The IJCARS paper describes the integration of tool modeling and provides quantitative results:

@article{DeepDRR2019,
  author       = {Unberath, Mathias and Zaech, Jan-Nico and Gao, Cong and Bier, Bastian and Goldmann, Florian and Lee, Sing Chun and Fotouhi, Javad and Taylor, Russell and Armand, Mehran and Navab, Nassir},
  title        = {{Enabling Machine Learning in X-ray-based Procedures via Realistic Simulation of Image Formation}},
  year         = {2019},
  journal      = {International journal of computer assisted radiology and surgery (IJCARS)},
  publisher    = {Springer},
}

Version 0.1 Installation Instructions

Download segmentation network weights

Install CUDA 8.0

  1. conda create -n pytorch python=3.6
  2. activate pytorch

Install packages

  1. Numpy+MKL from https://www.lfd.uci.edu/~gohlke/pythonlibs/#numpy
  2. conda install matplotlib
  3. conda install -c conda-forge pydicom
  4. conda install -c anaconda scikit-image
  5. pip install pycuda
  6. Pip install tensorboard
  7. Pip install tensorboardX

Install pytorch

  1. Follow peterjc123's scripts to run PyTorch on Windows.
  2. conda install -c peterjc123 pytorch
  3. pip install torchvision

Getting started

  • The script example_projector.py implements a complete pipeline for data generation.

PyCuda not working?

  • Try to add C compiler to path. Most likely the path is: “C:\Program Files (x86)\Microsoft Visual Studio 14.0\VC\bin\”.

Acknowledgments

CUDA Cubic B-Spline Interpolation (CI) used in the projector:
https://github.com/DannyRuijters/CubicInterpolationCUDA
D. Ruijters, B. M. ter Haar Romeny, and P. Suetens. Efficient GPU-Based Texture Interpolation using Uniform B-Splines. Journal of Graphics Tools, vol. 13, no. 4, pp. 61-69, 2008.

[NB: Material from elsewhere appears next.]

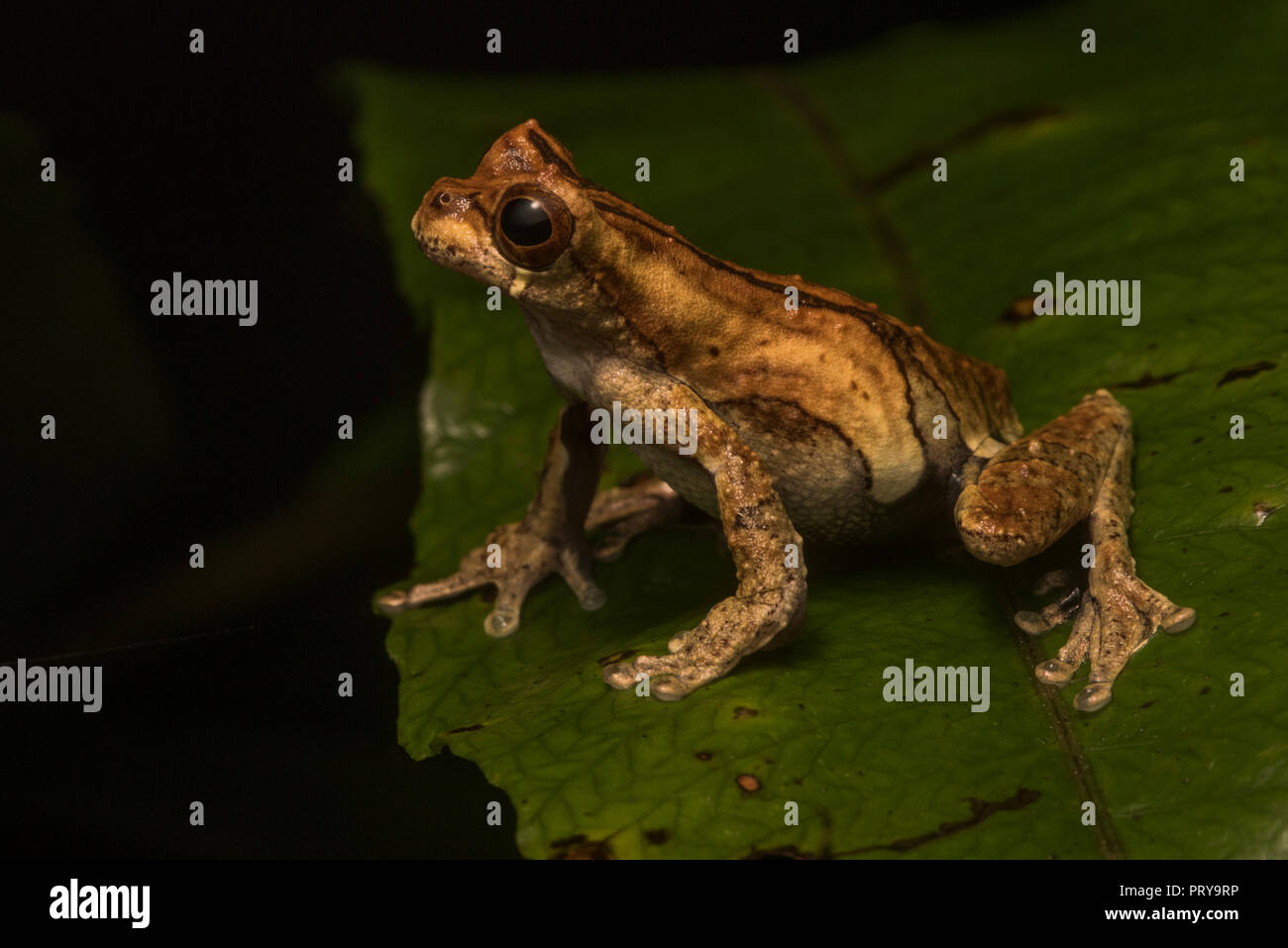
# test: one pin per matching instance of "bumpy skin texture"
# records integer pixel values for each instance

The projector is a heavily modified and ported version of the implementation in CONRAD:
https://github.com/akmaier/CONRAD
A. Maier, H. G. Hofmann, M. Berger, P. Fischer, C. Schwemmer, H. Wu, K. Müller, J. Hornegger, J. H. Choi, C. Riess, A. Keil, and R. Fahrig. CONRAD—A software framework for cone-beam imaging in radiology. Medical Physics 40(11):111914-1-8. 2013.

Spectra are taken from MCGPU:
A. Badal, A. Badano, Accelerating Monte Carlo simulations of photon transport in a voxelized geometry using a massively parallel graphics processing unit. Med Phys. 2009 Nov;36(11): 4878–80.

The segmentation pipeline is based on the Vnet architecture:
https://github.com/mattmacy/vnet.pytorch
F. Milletari, N. Navab, S-A. Ahmadi. V-Net: Fully Convolutional Neural Networks for Volumetric Medical Image Segmentation. arXiv:160604797. 2016.

We gratefully acknowledge the support of the NVIDIA Corporation with the donation of the GPUs used for this research.